To the best of our knowledge, this is the first study to reveal instability of neuromuscular transmissions during a 3 min isometric contraction performed with BFR. The increased NF jiggle during a sustained isometric ischemic contraction may have a negative impact on muscle contractile function, since higher NF jiggle indicates more transmission and firing variability from unstable NMJ which also occurs in the skeletal muscle with age (Hourigan et al. 2015; Piasecki et al. 2106a, b) and with increased contraction intensity (10 vs. 25%) (Guo et al. 2022).However, there was no effect of NO3 supplementation on NF jiggle during isometric contractions or during a sustained isometric contraction performed with BFR in the current study.

Limitations

Although the iEMG technique used in this study may provide an advantage with regards to sensitivity, sampling MUs only at a single contraction intensity can be considered as a limitation of this study.

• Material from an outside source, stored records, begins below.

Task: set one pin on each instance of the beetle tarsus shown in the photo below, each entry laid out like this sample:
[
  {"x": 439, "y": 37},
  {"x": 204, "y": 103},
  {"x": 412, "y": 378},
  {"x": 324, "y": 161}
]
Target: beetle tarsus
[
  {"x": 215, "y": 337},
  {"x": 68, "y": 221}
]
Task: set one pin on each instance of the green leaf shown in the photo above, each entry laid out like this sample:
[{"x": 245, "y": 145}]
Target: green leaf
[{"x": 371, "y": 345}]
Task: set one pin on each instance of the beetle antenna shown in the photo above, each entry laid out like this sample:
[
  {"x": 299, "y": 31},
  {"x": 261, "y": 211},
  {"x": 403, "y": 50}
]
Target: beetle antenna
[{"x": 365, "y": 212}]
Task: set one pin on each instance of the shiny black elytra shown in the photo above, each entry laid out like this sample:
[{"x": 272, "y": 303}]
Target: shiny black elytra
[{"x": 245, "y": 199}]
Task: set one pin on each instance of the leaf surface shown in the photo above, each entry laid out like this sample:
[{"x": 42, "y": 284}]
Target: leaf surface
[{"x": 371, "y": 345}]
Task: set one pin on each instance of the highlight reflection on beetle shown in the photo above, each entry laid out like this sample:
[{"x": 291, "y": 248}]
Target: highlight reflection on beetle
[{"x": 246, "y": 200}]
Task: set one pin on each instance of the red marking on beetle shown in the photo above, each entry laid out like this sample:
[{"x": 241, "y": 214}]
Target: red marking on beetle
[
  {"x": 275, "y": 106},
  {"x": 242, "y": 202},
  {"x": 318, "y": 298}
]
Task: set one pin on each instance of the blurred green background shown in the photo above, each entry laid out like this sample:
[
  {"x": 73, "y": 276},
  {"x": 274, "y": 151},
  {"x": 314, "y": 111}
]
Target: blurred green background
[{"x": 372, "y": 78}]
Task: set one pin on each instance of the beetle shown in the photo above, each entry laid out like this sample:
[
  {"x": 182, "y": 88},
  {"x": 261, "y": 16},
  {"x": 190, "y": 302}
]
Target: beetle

Given both MU activity and the efficacy of NO3 supplementation to improve muscle contraction are considered to be task-dependent (Enoka and Stuart 1992; Jones et al. 2018), different intensities (e.g., higher) or/and different exercise tasks (e.g., intermittent) might impact the effect of NO3 supplementation on MU activity. All female athletes who participated in this study were actively using hormonal contraceptives, which maintain female sex hormones at relatively constant levels throughout the menstrual cycle (Cicinelli et al. 1996), which would minimise any impact of natural fluctuations in these hormones on skeletal muscle contractility (Sarwar et al. 1996). However, it is acknowledged that a limitation of the present study is that we did not compare hormone concentrations within the females between conditions.

Conclusions

These findings provide insight into the effect of NO3 supplementation on MUP properties and reveal lower MUP duration during brief isometric contractions and a sustained ischemic muscle contraction after short-term NO3 supplementation. These observations improve understanding of the effect of NO3 supplementation on neuromuscular function in healthy adults and may have implications for enhancing skeletal muscle contractile function.